The President of the National Industrial Court of Nigeria (NIC), Justice Babatunde Adejumo, says judges aspiring to the bench of the court must eschew corruption if they must succeed.
Adejumo said aspiring judges must be incorruptible and hardworking individuals to scale the hurdles of screening.
He said the industrial court had been hindered in its mandate of settling trade disputes by the lopsided and faulty way of appointing its members.
He spoke on Saturday at a lecture entitled, “How to Become A Judge of National Industrial Court,” delivered to mark the 2019 Attorney General’s Colloquium in Ado Ekiti, Ekiti State capital.
Adejumo said apart from the fact that corrupt judges in the industrial court cannot make headway, their corrupt tendencies would be easily exposed to the public.
“It is important to hint that anyone who may aspire to become a judge of the court must understand the law, most particularly in the area of labour and industrial relations,” he stated.
“He must be of impeccable character; he must abhor corruption and other related vices; he must be hardworking and dedicated with no moral or professional blemish.
“The foregoing is in line with Rule 4 of the 2014 Revised National Judicial Council (NJC) Guidelines and Procedural Rules for the appointment of judicial officers of all superior courts of records in Nigeria.”
He said most of the trade disputes the court hears are government- labour industrial feuds, which he said further predisposed the judges to intense lobbying.

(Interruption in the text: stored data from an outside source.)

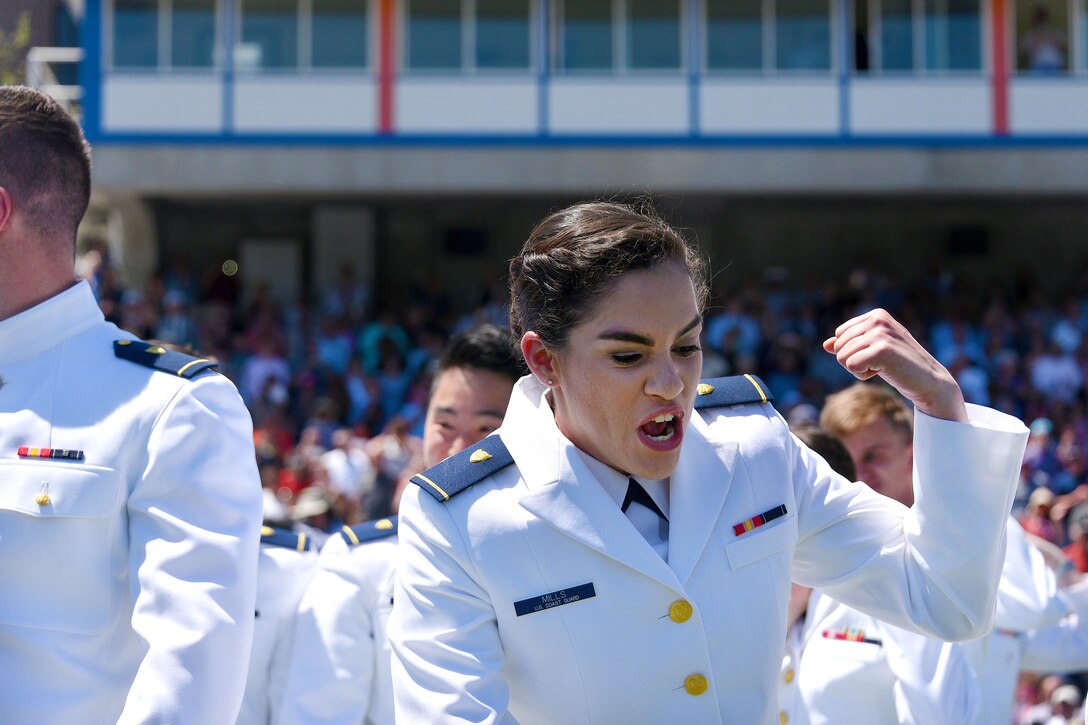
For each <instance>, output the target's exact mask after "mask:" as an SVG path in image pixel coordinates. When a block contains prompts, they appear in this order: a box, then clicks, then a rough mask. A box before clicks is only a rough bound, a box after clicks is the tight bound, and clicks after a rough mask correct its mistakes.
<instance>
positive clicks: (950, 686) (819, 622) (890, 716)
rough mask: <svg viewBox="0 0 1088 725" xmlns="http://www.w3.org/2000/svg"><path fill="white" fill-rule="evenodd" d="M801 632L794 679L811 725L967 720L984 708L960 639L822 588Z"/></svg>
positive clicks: (889, 723)
mask: <svg viewBox="0 0 1088 725" xmlns="http://www.w3.org/2000/svg"><path fill="white" fill-rule="evenodd" d="M803 639H804V643H803V646H802V652H801V662H800V666H799V667H798V673H796V683H798V690H799V692H800V699H801V701H802V703H803V704H802V708H803V710H804V711H805V714H806V722H807V723H809V724H811V725H841V724H844V723H874V724H879V723H885V724H890V723H911V724H912V725H940V724H944V725H965V724H966V723H970V722H973V721H974V718H975V717H976V716H977V714H978V711H979V706H980V702H979V688H978V683H977V681H976V680H975V675H974V673H973V672H972V669H970V666H969V664H968V662H967V660H966V658H965V656H964V652H963V650H962V649H961V648H960V647H959V646H957V644H955V643H952V642H943V641H940V640H936V639H931V638H929V637H924V636H922V635H917V634H915V632H911V631H906V630H905V629H901V628H899V627H893V626H891V625H889V624H886V623H883V622H880V620H879V619H875V618H873V617H870V616H868V615H866V614H862V613H861V612H858V611H857V610H854V609H852V607H850V606H846V605H845V604H841V603H839V602H837V601H834V600H832V599H830V598H828V597H825V595H823V594H820V593H819V592H816V591H814V592H813V593H812V595H811V597H809V599H808V612H807V614H806V616H805V627H804V634H803ZM794 725H796V724H794Z"/></svg>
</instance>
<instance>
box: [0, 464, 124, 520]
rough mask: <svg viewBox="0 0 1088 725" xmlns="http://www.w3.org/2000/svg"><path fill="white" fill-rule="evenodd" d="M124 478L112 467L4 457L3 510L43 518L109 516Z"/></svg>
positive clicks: (2, 489) (2, 491)
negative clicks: (9, 459) (65, 463)
mask: <svg viewBox="0 0 1088 725" xmlns="http://www.w3.org/2000/svg"><path fill="white" fill-rule="evenodd" d="M120 497H121V481H120V478H119V477H118V472H116V471H115V470H113V469H110V468H101V467H98V466H86V465H83V464H61V463H52V462H47V460H0V511H10V512H18V513H21V514H28V515H30V516H39V517H75V518H106V517H108V516H110V515H111V514H113V513H114V512H116V509H118V502H119V500H120Z"/></svg>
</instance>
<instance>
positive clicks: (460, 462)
mask: <svg viewBox="0 0 1088 725" xmlns="http://www.w3.org/2000/svg"><path fill="white" fill-rule="evenodd" d="M512 463H514V456H512V455H510V452H509V451H508V450H507V447H506V444H504V443H503V440H502V439H500V438H499V437H498V435H497V434H495V433H493V434H491V435H489V437H487V438H485V439H483V440H482V441H480V442H479V443H477V444H475V445H470V446H469V447H467V448H465V450H463V451H461V452H460V453H457V454H455V455H452V456H449V457H448V458H446V459H445V460H443V462H441V463H438V464H436V465H434V466H432V467H431V468H428V469H426V470H425V471H423V472H422V474H417V475H416V476H412V477H411V482H412V483H415V484H417V486H418V487H420V488H421V489H423V490H424V491H426V492H428V493H429V494H431V495H432V496H434V499H435V500H436V501H438V502H440V503H445V502H447V501H449V499H452V497H453V496H455V495H457V494H458V493H460V492H461V491H465V490H466V489H468V488H469V487H471V486H472V484H474V483H479V482H480V481H482V480H483V479H485V478H487V477H489V476H493V475H494V474H497V472H498V471H500V470H502V469H504V468H506V467H507V466H509V465H510V464H512Z"/></svg>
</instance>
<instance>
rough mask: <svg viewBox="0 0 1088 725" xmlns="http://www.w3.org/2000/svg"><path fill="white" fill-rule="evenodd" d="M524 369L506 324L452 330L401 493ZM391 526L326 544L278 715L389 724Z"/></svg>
mask: <svg viewBox="0 0 1088 725" xmlns="http://www.w3.org/2000/svg"><path fill="white" fill-rule="evenodd" d="M524 372H526V369H524V367H523V365H522V362H521V357H520V354H516V352H515V348H514V345H512V341H511V339H510V334H509V333H508V332H507V331H506V330H502V329H499V328H496V327H495V325H493V324H481V325H479V327H475V328H472V329H470V330H466V331H463V332H461V333H458V334H457V335H455V336H454V337H453V340H450V342H449V345H448V347H447V348H446V351H445V353H444V354H443V356H442V359H441V360H440V361H438V371H437V374H436V376H435V379H434V383H433V385H432V386H431V400H430V403H429V404H428V409H426V423H425V426H424V430H423V459H422V460H421V462H419V460H417V462H413V464H410V465H409V467H408V470H406V471H405V475H403V476H401V479H400V481H399V482H398V484H397V493H399V490H400V489H401V488H403V487H404V484H405V483H406V482H407V481H408V477H409V476H411V475H412V474H416V472H417V471H418V470H422V469H424V468H428V467H430V466H433V465H434V464H436V463H438V462H440V460H443V459H444V458H446V457H448V456H450V455H453V454H455V453H457V452H459V451H461V450H463V448H467V447H469V446H470V445H473V444H474V443H477V442H479V441H480V440H481V439H483V438H484V437H485V435H489V434H490V433H491V432H492V431H494V430H495V429H496V428H498V426H499V423H502V421H503V416H504V415H505V413H506V405H507V403H508V402H509V398H510V391H511V390H512V389H514V383H515V382H517V380H518V378H520V377H521V376H522V374H523V373H524ZM396 497H397V496H396V495H395V496H394V502H396ZM396 526H397V525H396V517H390V518H383V519H379V520H376V521H369V523H367V524H360V525H358V526H355V527H344V530H343V531H342V532H341V536H335V537H333V538H332V539H330V540H329V542H327V543H326V544H325V546H324V549H323V550H322V552H321V569H320V570H319V572H318V574H317V575H316V576H314V578H313V580H312V582H311V583H310V587H309V589H308V590H307V592H306V595H305V597H304V599H302V603H301V605H300V606H299V613H298V620H297V622H296V625H295V644H294V647H293V649H292V655H290V659H289V660H290V661H289V663H288V664H287V665H286V667H287V671H288V672H287V674H286V685H285V686H284V688H283V692H282V695H281V696H280V702H281V713H280V715H281V718H282V722H287V723H310V722H321V723H351V724H353V725H358V723H363V722H364V723H368V724H374V725H380V724H384V723H393V683H392V679H391V675H390V644H388V641H387V640H386V638H385V622H386V619H387V618H388V616H390V611H391V610H392V607H393V578H394V576H395V573H396V564H397V557H396V552H397V537H396V530H397V529H396ZM273 686H274V685H273Z"/></svg>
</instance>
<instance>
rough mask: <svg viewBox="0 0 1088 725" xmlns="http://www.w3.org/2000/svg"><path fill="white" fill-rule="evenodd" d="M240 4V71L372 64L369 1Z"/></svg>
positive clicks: (238, 45) (348, 66)
mask: <svg viewBox="0 0 1088 725" xmlns="http://www.w3.org/2000/svg"><path fill="white" fill-rule="evenodd" d="M175 1H176V0H175ZM239 1H240V5H242V30H240V34H239V36H240V37H239V42H238V46H237V48H236V49H235V67H237V69H238V70H239V71H255V70H282V71H286V70H311V69H361V67H366V66H367V65H368V59H369V45H370V44H369V38H368V33H369V2H368V1H367V0H239Z"/></svg>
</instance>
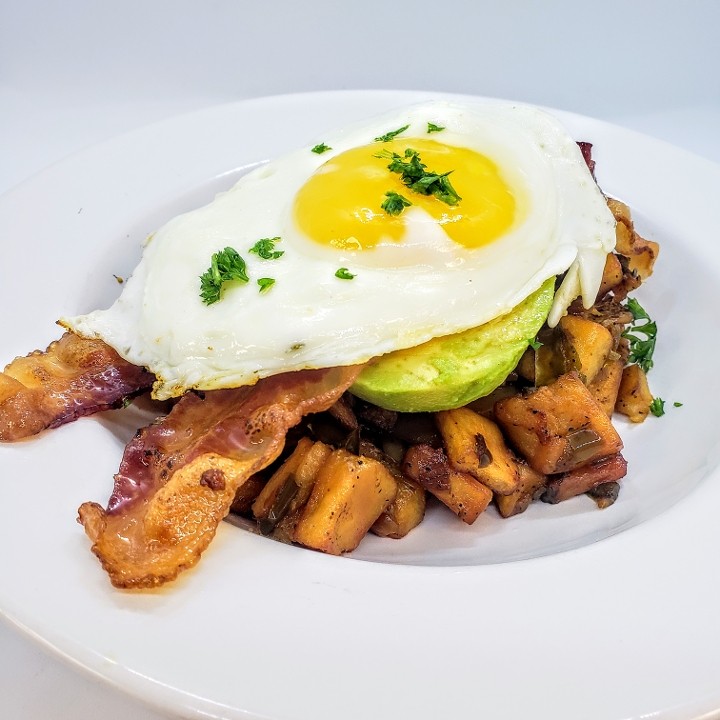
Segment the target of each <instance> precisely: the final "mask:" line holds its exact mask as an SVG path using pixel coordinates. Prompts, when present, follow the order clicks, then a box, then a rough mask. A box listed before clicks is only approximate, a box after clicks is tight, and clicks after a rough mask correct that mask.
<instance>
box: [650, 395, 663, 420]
mask: <svg viewBox="0 0 720 720" xmlns="http://www.w3.org/2000/svg"><path fill="white" fill-rule="evenodd" d="M650 412H651V413H652V414H653V415H654V416H655V417H662V416H663V415H664V414H665V401H664V400H663V399H662V398H655V399H654V400H653V401H652V402H651V403H650Z"/></svg>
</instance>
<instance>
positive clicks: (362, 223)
mask: <svg viewBox="0 0 720 720" xmlns="http://www.w3.org/2000/svg"><path fill="white" fill-rule="evenodd" d="M408 149H410V150H411V151H414V152H415V153H417V156H418V158H419V160H420V162H422V164H423V165H425V166H426V168H425V172H426V173H434V174H437V175H442V174H443V173H450V174H449V175H448V179H449V180H450V182H451V184H452V187H453V188H454V189H455V191H456V193H457V194H458V195H459V196H460V200H458V201H457V202H456V203H455V204H453V205H449V204H447V203H446V202H443V200H441V199H439V198H438V197H436V196H435V195H433V194H429V195H424V194H422V193H420V192H416V191H414V190H413V189H411V188H410V187H408V186H407V185H406V184H405V182H403V176H402V172H393V171H391V170H390V169H388V165H389V164H390V162H391V160H392V154H393V153H395V154H396V155H398V156H400V159H401V160H402V161H405V162H407V156H406V150H408ZM378 155H381V156H380V157H378ZM389 191H394V192H396V193H399V194H400V195H402V196H403V197H404V198H405V199H406V200H407V201H409V202H410V203H412V205H410V206H407V207H405V208H404V209H403V210H402V211H401V212H400V213H399V214H396V215H394V214H391V213H390V212H388V211H386V210H384V209H383V208H382V204H383V202H385V201H386V200H387V195H386V193H388V192H389ZM517 206H518V202H517V198H516V196H515V194H514V193H513V190H512V189H511V187H510V186H509V185H508V183H507V182H506V181H505V180H504V179H503V178H502V176H501V175H500V171H499V169H498V167H497V165H495V163H494V162H493V161H492V160H490V159H489V158H488V157H486V156H485V155H482V154H480V153H478V152H475V151H474V150H470V149H468V148H464V147H456V146H453V145H445V144H443V143H440V142H437V141H435V140H428V139H424V138H400V139H395V140H392V141H390V142H386V143H378V142H376V143H373V144H371V145H364V146H362V147H357V148H353V149H352V150H347V151H346V152H343V153H340V154H339V155H337V156H335V157H333V158H332V159H330V160H329V161H328V162H326V163H325V164H324V165H322V166H321V167H320V168H318V170H317V171H316V172H315V173H314V174H313V175H312V176H311V177H310V179H309V180H308V181H307V182H306V183H305V184H304V185H303V187H302V188H301V189H300V191H299V192H298V193H297V195H296V197H295V206H294V213H295V221H296V223H297V224H298V226H299V228H300V229H301V230H302V231H303V232H304V233H305V234H306V235H307V236H308V237H310V238H312V239H313V240H314V241H316V242H318V243H322V244H325V245H330V246H334V247H340V248H342V247H352V248H355V249H368V248H372V247H374V246H375V245H377V244H378V243H379V242H381V241H383V240H388V239H390V240H393V241H396V242H401V241H402V239H403V236H404V234H405V229H406V225H407V224H409V223H408V218H409V217H410V216H411V213H410V212H409V211H411V210H413V208H415V207H419V208H422V209H423V210H424V211H425V212H426V213H427V214H428V215H429V216H430V217H431V218H432V219H433V221H434V222H435V223H437V224H438V225H440V226H441V227H442V228H443V230H444V231H445V232H446V233H447V235H448V237H450V238H451V239H452V240H453V241H455V242H456V243H458V244H460V245H462V246H464V247H466V248H476V247H480V246H482V245H486V244H488V243H490V242H492V241H493V240H496V239H497V238H499V237H500V236H502V235H503V234H504V233H505V232H507V230H508V229H509V228H510V227H511V226H512V225H513V223H514V222H515V221H516V219H517V217H516V216H517V214H518V212H519V211H518V207H517Z"/></svg>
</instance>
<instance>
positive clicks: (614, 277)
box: [597, 253, 623, 298]
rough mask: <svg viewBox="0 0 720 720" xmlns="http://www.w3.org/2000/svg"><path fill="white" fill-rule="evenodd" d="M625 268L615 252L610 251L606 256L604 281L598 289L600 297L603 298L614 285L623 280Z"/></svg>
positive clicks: (598, 293)
mask: <svg viewBox="0 0 720 720" xmlns="http://www.w3.org/2000/svg"><path fill="white" fill-rule="evenodd" d="M622 278H623V268H622V265H621V264H620V260H619V259H618V256H617V255H616V254H615V253H608V256H607V258H605V268H604V270H603V277H602V282H601V283H600V290H598V294H597V296H598V298H602V297H604V296H605V295H607V293H609V292H610V291H611V290H612V289H613V288H614V287H616V286H617V285H619V284H620V283H621V282H622Z"/></svg>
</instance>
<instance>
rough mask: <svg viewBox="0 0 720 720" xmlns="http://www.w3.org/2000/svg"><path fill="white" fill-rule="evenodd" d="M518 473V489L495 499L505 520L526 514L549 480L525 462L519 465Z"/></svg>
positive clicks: (496, 497) (502, 515)
mask: <svg viewBox="0 0 720 720" xmlns="http://www.w3.org/2000/svg"><path fill="white" fill-rule="evenodd" d="M518 473H519V476H520V485H519V486H518V489H517V490H515V492H513V493H511V494H510V495H497V496H496V497H495V503H496V504H497V507H498V511H499V512H500V515H502V516H503V517H505V518H507V517H511V516H512V515H519V514H520V513H522V512H525V510H527V509H528V506H529V505H530V503H531V502H532V501H533V499H534V497H535V495H536V494H537V493H538V491H539V490H540V489H541V488H542V487H544V485H545V482H546V480H547V478H546V477H545V475H543V474H542V473H539V472H537V471H535V470H533V469H532V468H531V467H530V466H529V465H526V464H525V463H523V462H521V463H518Z"/></svg>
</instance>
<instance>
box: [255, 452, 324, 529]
mask: <svg viewBox="0 0 720 720" xmlns="http://www.w3.org/2000/svg"><path fill="white" fill-rule="evenodd" d="M331 452H332V448H331V447H330V446H329V445H325V444H324V443H322V442H319V441H318V442H313V441H312V440H310V438H301V439H300V441H299V442H298V444H297V446H296V447H295V450H293V452H292V454H291V455H290V456H289V457H288V458H287V459H286V460H285V462H284V463H283V464H282V465H281V466H280V467H279V468H278V469H277V470H276V471H275V473H274V474H273V475H272V477H271V478H270V479H269V480H268V482H267V484H266V485H265V487H264V488H263V489H262V491H261V492H260V493H259V495H258V497H257V498H256V500H255V502H254V503H253V506H252V510H253V515H254V516H255V518H256V520H258V522H259V524H260V529H261V531H262V532H266V533H269V532H271V531H272V530H274V529H275V526H276V525H277V524H278V523H279V522H280V521H281V520H282V519H283V518H284V517H285V516H287V515H292V514H293V513H294V512H295V511H296V510H298V509H299V508H301V507H302V506H303V505H304V504H305V502H306V501H307V499H308V498H309V497H310V492H311V491H312V487H313V483H314V482H315V478H316V476H317V474H318V472H319V470H320V468H321V467H322V465H323V463H324V462H325V461H326V460H327V458H328V456H329V455H330V453H331Z"/></svg>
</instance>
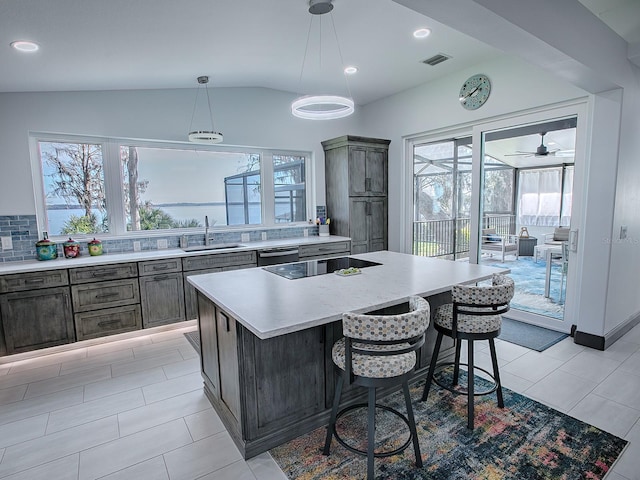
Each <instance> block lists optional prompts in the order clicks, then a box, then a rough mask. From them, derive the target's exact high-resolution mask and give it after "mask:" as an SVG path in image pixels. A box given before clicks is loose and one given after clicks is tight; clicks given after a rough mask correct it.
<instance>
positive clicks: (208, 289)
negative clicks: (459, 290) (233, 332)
mask: <svg viewBox="0 0 640 480" xmlns="http://www.w3.org/2000/svg"><path fill="white" fill-rule="evenodd" d="M351 256H352V257H355V258H361V259H365V260H371V261H374V262H378V263H381V264H382V265H377V266H372V267H367V268H363V269H362V270H361V272H362V273H361V274H360V275H354V276H351V277H341V276H338V275H334V274H327V275H319V276H315V277H306V278H301V279H295V280H290V279H286V278H283V277H281V276H279V275H276V274H274V273H271V272H268V271H266V270H264V269H263V268H261V267H257V268H249V269H244V270H234V271H228V272H219V273H209V274H203V275H194V276H190V277H189V278H188V281H189V283H191V284H192V285H193V286H195V287H196V289H197V290H198V291H200V292H201V293H202V294H203V295H204V296H205V297H207V298H208V299H209V300H211V301H212V302H213V303H215V304H216V305H218V306H219V307H221V308H222V309H224V310H225V311H226V312H227V313H228V314H230V315H232V316H233V317H234V318H235V319H236V320H237V321H238V322H240V323H241V324H242V325H243V326H244V327H246V328H247V329H248V330H249V331H251V332H252V333H253V334H254V335H256V336H257V337H258V338H260V339H263V340H264V339H268V338H272V337H276V336H280V335H285V334H287V333H292V332H296V331H300V330H304V329H307V328H311V327H315V326H319V325H324V324H326V323H330V322H332V321H336V320H340V319H341V318H342V314H343V313H344V312H347V311H351V312H356V313H366V312H371V311H373V310H377V309H380V308H384V307H388V306H392V305H397V304H399V303H402V302H404V301H406V300H407V299H408V297H409V296H411V295H419V296H422V297H428V296H431V295H436V294H438V293H442V292H446V291H448V290H449V289H450V288H451V285H455V284H459V283H471V282H477V281H481V280H486V279H488V278H491V276H492V275H493V274H494V273H508V271H509V270H508V269H500V268H495V267H487V266H481V265H475V264H470V263H466V262H455V261H450V260H442V259H437V258H428V257H419V256H415V255H410V254H404V253H397V252H390V251H381V252H372V253H364V254H359V255H351Z"/></svg>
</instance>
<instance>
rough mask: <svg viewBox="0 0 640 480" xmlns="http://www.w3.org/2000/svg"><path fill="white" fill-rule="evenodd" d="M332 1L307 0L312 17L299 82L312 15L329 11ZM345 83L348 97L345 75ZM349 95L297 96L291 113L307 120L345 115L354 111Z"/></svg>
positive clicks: (335, 28)
mask: <svg viewBox="0 0 640 480" xmlns="http://www.w3.org/2000/svg"><path fill="white" fill-rule="evenodd" d="M332 1H333V0H309V13H310V14H311V15H312V17H311V22H310V24H309V33H308V34H307V45H306V48H305V52H304V58H303V60H302V68H301V71H300V83H302V76H303V72H304V64H305V61H306V59H307V49H308V48H309V38H310V36H311V24H312V23H313V18H314V17H313V16H316V15H318V16H319V15H324V14H326V13H330V12H331V10H333V3H332ZM330 17H331V25H332V27H333V34H334V37H335V39H336V44H337V46H338V53H339V55H340V63H341V64H342V66H343V69H344V62H343V60H342V52H341V50H340V44H339V42H338V34H337V32H336V26H335V23H334V22H333V16H332V15H330ZM321 27H322V25H321ZM321 47H322V45H320V48H321ZM345 83H346V86H347V92H348V93H349V97H351V92H350V91H349V82H348V81H347V79H346V77H345ZM349 97H342V96H339V95H304V96H302V97H299V98H297V99H296V100H295V101H294V102H293V103H292V104H291V113H292V114H293V115H294V116H296V117H299V118H305V119H309V120H330V119H334V118H343V117H347V116H349V115H351V114H352V113H353V112H354V103H353V100H352V99H351V98H349Z"/></svg>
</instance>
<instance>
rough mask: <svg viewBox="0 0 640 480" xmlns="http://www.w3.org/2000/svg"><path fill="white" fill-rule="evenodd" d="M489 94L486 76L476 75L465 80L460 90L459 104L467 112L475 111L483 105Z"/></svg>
mask: <svg viewBox="0 0 640 480" xmlns="http://www.w3.org/2000/svg"><path fill="white" fill-rule="evenodd" d="M490 93H491V82H490V81H489V77H487V76H486V75H482V74H478V75H473V76H472V77H469V78H467V80H466V81H465V82H464V83H463V84H462V88H460V104H461V105H462V106H463V107H464V108H466V109H467V110H475V109H476V108H480V107H481V106H482V105H484V102H486V101H487V99H488V98H489V94H490Z"/></svg>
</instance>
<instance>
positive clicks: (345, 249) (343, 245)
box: [298, 241, 351, 258]
mask: <svg viewBox="0 0 640 480" xmlns="http://www.w3.org/2000/svg"><path fill="white" fill-rule="evenodd" d="M350 252H351V242H349V241H344V242H332V243H319V244H315V245H301V246H300V247H298V255H299V256H300V258H302V257H317V256H322V255H334V254H338V253H344V254H347V255H348V254H349V253H350Z"/></svg>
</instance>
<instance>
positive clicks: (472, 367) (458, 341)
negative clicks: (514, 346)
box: [422, 274, 514, 430]
mask: <svg viewBox="0 0 640 480" xmlns="http://www.w3.org/2000/svg"><path fill="white" fill-rule="evenodd" d="M513 292H514V282H513V279H512V278H511V277H507V276H506V275H499V274H494V275H493V277H492V280H491V286H486V287H482V286H471V285H454V286H453V287H452V289H451V297H452V301H453V303H449V304H445V305H442V306H440V307H438V308H437V309H436V312H435V316H434V327H435V329H436V331H437V332H438V337H437V338H436V345H435V348H434V352H433V356H432V357H431V364H430V366H429V373H428V375H427V380H426V383H425V385H424V391H423V393H422V401H425V400H426V399H427V397H428V396H429V389H430V388H431V382H432V381H433V382H434V383H436V384H437V385H439V386H441V387H442V388H445V389H447V390H449V391H450V392H452V393H455V394H464V395H467V428H470V429H472V430H473V427H474V422H473V402H474V396H479V395H488V394H490V393H493V392H497V394H496V395H497V397H498V407H500V408H503V407H504V401H503V398H502V385H501V384H500V373H499V371H498V359H497V356H496V346H495V342H494V339H495V338H496V337H497V336H498V335H500V327H501V326H502V315H503V314H504V313H506V312H507V311H509V302H510V301H511V299H512V298H513ZM443 335H446V336H448V337H451V338H453V339H454V341H455V343H456V354H455V361H454V362H453V366H454V368H453V381H452V384H451V385H444V384H443V383H442V382H441V381H440V380H438V378H437V376H436V369H438V370H439V371H438V373H439V372H440V371H441V370H442V369H444V368H446V367H447V366H451V364H452V363H451V362H447V363H443V364H440V365H437V361H438V353H439V352H440V347H441V345H442V337H443ZM462 340H467V348H468V354H467V357H468V359H467V362H468V363H467V364H461V363H460V344H461V343H462V342H461V341H462ZM476 340H488V341H489V349H490V350H491V363H492V365H493V375H492V374H491V373H489V372H487V371H486V370H484V369H483V368H480V367H476V366H474V363H473V343H474V342H475V341H476ZM460 365H466V366H467V370H468V371H467V377H468V383H467V390H466V391H464V390H458V389H455V386H456V385H458V375H459V372H460ZM476 369H477V370H481V371H483V372H485V373H486V374H487V375H489V377H491V378H492V379H493V386H492V387H491V388H489V389H487V390H485V391H482V392H474V370H476Z"/></svg>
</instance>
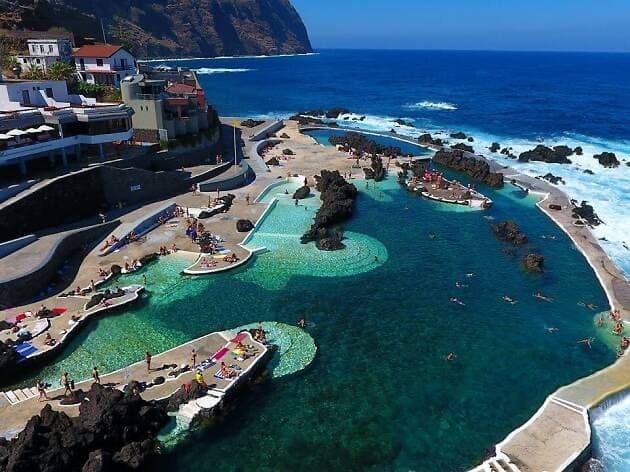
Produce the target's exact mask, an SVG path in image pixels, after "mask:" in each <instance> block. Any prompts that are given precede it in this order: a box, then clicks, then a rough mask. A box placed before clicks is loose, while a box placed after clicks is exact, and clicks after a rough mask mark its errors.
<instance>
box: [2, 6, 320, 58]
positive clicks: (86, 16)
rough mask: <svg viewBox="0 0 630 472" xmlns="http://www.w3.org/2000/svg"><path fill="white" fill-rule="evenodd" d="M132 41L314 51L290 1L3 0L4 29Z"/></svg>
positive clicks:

He stressed that all these must be resisted to protect justice and the integrity of the bench.
Adejumo said the industrial court failed to live up to the expectations of the people since its establishment via Trade Disputes Decree No 7 of 1976 due to the mode of appointment of the judges of the court.
“At inception, there was a problem of dual procedure for the appointment of the president and other judges of the court,” he explained.
“By virtue of section 19 and 25 of the Trade Union Act, the President of Nigeria appoints its president on the recommendation of the Federal Judicial Service Commission while the other members are appointed by the president through the recommendation of the Minister of Labour.
“These procedures created a lot of problems to be the extent that no quorum could be formed without the NIC president on seat.
“But with National Industrial Court Act 2006, the process was normalised and NJC is now the recommending authority just like the procedure for the appointment of judges of other superior courts.”
He urged lawyers intending to serve as judges of the court to be apolitical, shun corruption and live a modest lifestyle to be able to pass the judicial scrutiny that would qualify them to the bench of NIC.